Blackbaud has agreed to delete excess sensitive data it held about its customers and completely review its data retention and data security policies as part of the settlement it was formalized at the Federal Trade Commission (FTC), following a catastrophic data breach in 2020.
Blackbaud was breached in February 2020 by unnamed threat actors. The hackers targeted the company’s infrastructure for three months, quietly identifying and exfiltrating sensitive data. By the time they were done, they had siphoned off files from about 13,000 Blackbaud customers.
From that moment on the incident goes from bad to worse. First, Blackbaud tried to pay the attackers to make the problem go away, giving them $235,000 to delete the stolen files and never talk about them again. No one knows for sure whether the hackers actually deleted the files or not.
Dealing with the regulators
They then notified their customers of the breach and issued a false, misleading statement that only exacerbated the problem. Apparently it took Blackbaud four months to publish a statement, and when it did, it told customers that their credit card information, bank account information, or Social Security numbers were safe, which was not the case. The FTC claims that Blackbaud knew this was untrue as early as July 2020, but it took until October to correct the statement.

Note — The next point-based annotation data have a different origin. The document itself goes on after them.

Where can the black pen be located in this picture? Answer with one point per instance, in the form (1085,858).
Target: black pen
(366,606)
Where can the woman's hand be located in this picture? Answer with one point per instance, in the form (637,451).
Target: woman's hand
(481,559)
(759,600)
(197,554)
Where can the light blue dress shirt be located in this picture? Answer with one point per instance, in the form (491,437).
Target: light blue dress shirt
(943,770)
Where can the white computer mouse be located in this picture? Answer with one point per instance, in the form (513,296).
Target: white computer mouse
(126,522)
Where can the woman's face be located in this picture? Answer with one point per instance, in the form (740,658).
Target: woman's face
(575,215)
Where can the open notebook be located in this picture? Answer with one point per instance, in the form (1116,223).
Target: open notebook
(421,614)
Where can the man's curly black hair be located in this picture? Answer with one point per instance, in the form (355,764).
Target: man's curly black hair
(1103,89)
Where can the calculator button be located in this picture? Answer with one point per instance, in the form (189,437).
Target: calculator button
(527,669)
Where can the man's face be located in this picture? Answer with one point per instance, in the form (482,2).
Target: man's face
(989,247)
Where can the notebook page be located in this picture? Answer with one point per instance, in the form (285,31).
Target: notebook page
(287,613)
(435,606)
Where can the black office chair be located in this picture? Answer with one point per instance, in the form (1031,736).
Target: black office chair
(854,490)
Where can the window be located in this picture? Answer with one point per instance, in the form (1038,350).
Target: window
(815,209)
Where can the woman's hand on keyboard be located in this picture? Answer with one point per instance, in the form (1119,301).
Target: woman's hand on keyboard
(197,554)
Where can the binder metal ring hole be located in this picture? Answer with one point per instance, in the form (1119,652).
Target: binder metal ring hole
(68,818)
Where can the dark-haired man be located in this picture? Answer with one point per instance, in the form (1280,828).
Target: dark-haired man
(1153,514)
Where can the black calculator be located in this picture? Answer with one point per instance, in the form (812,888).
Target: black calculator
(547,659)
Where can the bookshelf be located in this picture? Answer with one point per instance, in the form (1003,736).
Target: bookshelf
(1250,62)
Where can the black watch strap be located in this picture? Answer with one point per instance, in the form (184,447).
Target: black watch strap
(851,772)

It then settled first with the SEC and paid $3 million in fines. It then settled with individual US states and paid another $49.5 million. Now the company has reached a settlement with the FTC, agreeing to delete or destroy backup files containing sensitive customer information, especially data it doesn’t need to function properly.
It should also update its data retention policies and publicly state what data it holds and why. Finally, it will have to completely revamp its security practices, including the introduction of multi-factor authentication, data loss tools, pentesting and encryption of user data.